With my Palestinian eyes this too might jar with me. I might want to ask the President where he thinks this leaves the six million American Jewish citizens who consider the United States to have fulfilled the “dream of true freedom”, giving them self-determination unparallelled in 2,000 years of Jewish history. Why have the vast majority stubbornly stayed there, apparently against their best interests?

After so much flattery about the achievements of the State of Israel (business, cultural and scientific), I would have been pleasantly surprised that Obama finally got around to mentioning the Palestinians.

However, I would have noticed that, unlike the Jewish story, the Palestinians were not accorded the grand sweep of history in the telling of their narrative. And the President’s description of the birth of Israel itself made no mention of terror tactics and murder, the forced expulsion of tens of thousands of families, the deliberate destruction of hundreds of Palestinian villages and the blatant grab of Palestinian land – all carried out under the fog of war and the justification of Jewish national liberation.

The story of the 1948 Nakba was easily available to Obama. And if he could not bring himself to accept Palestinian accounts, or preferred to dismiss them as so much Arab propaganda, he could have flicked through the works of numerous Jewish Israeli historians writing over the last thirty years.

If confronting the truth of the 1948 Nakba isn’t what ‘looking at the world through their eyes’ means, then what’s the point of the exercise?

So finally, we come to the half-dozen sentences that got me started and that gave the speech some political bite and the President a small degree of credibility as a broker for peace.

“Put yourself in their shoes – look at the world through their eyes. It is not fair that a Palestinian child cannot grow up in a state of her own, and lives with the presence of a foreign army that controls the movements of her parents every single day. It is not just when settler violence against Palestinians goes unpunished. It is not right to prevent Palestinians from farming their lands; to restrict a student’s ability to move around the West Bank; or to displace Palestinian families from their home. Neither occupation nor expulsion is the answer.”

With my Palestinian eyes and ears I would probably have thought that this list was not even the half of it. What about the cleansing of Palestinian homes in annexed East Jerusalem? What about the continuing confiscation of Palestinian land in the 60% of the West Bank that Israel controls entirely? What about discriminatory planning regulations, house demolitions, the appropriation of water resources, military courts, the unilateral expansion of Jewish settlements in continuing breach of international law?

And then there’s Gaza.

No mention of the on-going blockade of land, sea and air that stifles any chance of normal economic development.

And did he mention the rights of Palestinians in Israel itself? Immigration laws, marriage laws, employment discrimination, education policies, town planning?

With Palestinian eyes and Palestinian shoes, all of this is what makes the Nakba not just a moment in time but an on-going catastrophe.

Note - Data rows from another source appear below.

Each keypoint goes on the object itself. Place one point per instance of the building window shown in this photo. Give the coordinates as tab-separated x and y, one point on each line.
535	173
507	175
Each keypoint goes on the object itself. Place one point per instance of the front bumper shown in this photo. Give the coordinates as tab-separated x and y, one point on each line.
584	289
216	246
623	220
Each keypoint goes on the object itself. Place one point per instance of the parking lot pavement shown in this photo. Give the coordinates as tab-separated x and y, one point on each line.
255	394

And so it becomes clear, as I put my own shoes back on, why Obama’s plea for empathy is such a radical challenge for Jewish Israelis (and certainly for Diaspora Jews as well).

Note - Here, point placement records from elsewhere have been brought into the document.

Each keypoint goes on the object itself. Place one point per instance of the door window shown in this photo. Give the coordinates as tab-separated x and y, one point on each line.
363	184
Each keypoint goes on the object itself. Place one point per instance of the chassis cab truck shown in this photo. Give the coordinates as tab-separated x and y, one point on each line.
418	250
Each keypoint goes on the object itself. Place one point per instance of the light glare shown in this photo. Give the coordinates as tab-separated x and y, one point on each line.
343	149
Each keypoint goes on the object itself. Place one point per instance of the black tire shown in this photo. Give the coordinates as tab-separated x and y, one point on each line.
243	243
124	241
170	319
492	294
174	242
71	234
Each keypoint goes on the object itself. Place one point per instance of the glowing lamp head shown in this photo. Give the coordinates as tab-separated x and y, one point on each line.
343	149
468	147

Once you take Obama seriously, and try out the shoe-swapping thought exercise, it becomes clear what is stopping our ethical imagination from understanding Palestinian suffering.

It is the Palestinian story that messes with our sense of identity and the privileged entitlement to what we insist on calling the ‘Land of Israel’. Their counter-narrative to Zionism with its language (and experience) of colonialism, dispossession, exile and apartheid is such a fundamental challenge to our story of eternal victimhood and biblical destiny that it cannot be acknowledged without (as I discovered for myself) everything starting to unravel.

Our national renewal, our redeemed homeland, our resurrection from the ashes of Europe, was paid for not with reparations from post-war West Germany, or arms from the Soviet Union, or aid from America. The invoice was sent to the Palestinians.

But none of this can be accepted into Jewish consciousness. For the Jewish narrative to remain intact, every Palestinian must remain a would-be terrorist afflicted with the latest mutation of anti-Semitism. Even non-violent opposition, from economic boycotts to prisoner hunger strikes, are seen as just another form of terror and an existential attack on the Jewish people.

And if, as a Jew, you do choose to take Obama’s words seriously you soon find yourself in hot water with your own community and your own family. Such has been the success of the Zionist narrative, that to choose to see the world through Palestinian eyes immediately places you at the dissenting margins of the Jewish community, easily dismissed and easily ignored.

For myself, I refuse to accept that my views have disenfranchised me from Judaism or the Jewish community. My position of solidarity with the Palestinian people is not borne out of enmity to my own people but from a commitment to Jewish values and Jewish well-being.

I care about what the Jewish community says and does when it comes to Israel/Palestine. I care about its pronouncements, I care about its silence, I care about its denial and its indifference.

To ‘put yourself in their shoes and see the world through their eyes’ is a huge ask. For me it has meant overcoming my own racism and prejudice to allow myself to hear Palestinian voices and accept the validity of their story. It’s become an exercise in un-installing the cultural software in my head.

As it turns out, I don’t think Obama takes his own words seriously enough. He certainly fails to live up to the standard set by Atticus Finch who could see clearly the power dynamics of his own Maycomb County in Alabama. If Obama wants to take himself seriously, the first thing he would need to do is to re-write his whole speech to tell a more rounded and truthful story about how Jews and Palestinians have faced each other for the last hundred years and more.

I believe the Jewish future is dependent on us upholding what the Jewish Liberation theologian Marc Ellis describes as: Jewish prophetic consciousness. That can only mean hearing and seeing the Palestinian narrative and allowing it to shape a new post-Zionist Jewish self-understanding. That doesn’t mean supporting a second Holocaust in Israel but it does mean the country growing beyond an ethnocentric State to a nation that respects the rights and national stories of all of its citizens.

Right now, standing on the Radley porch of Israel/Palestine, that looks like the only way to rescue the Hebrew covenant.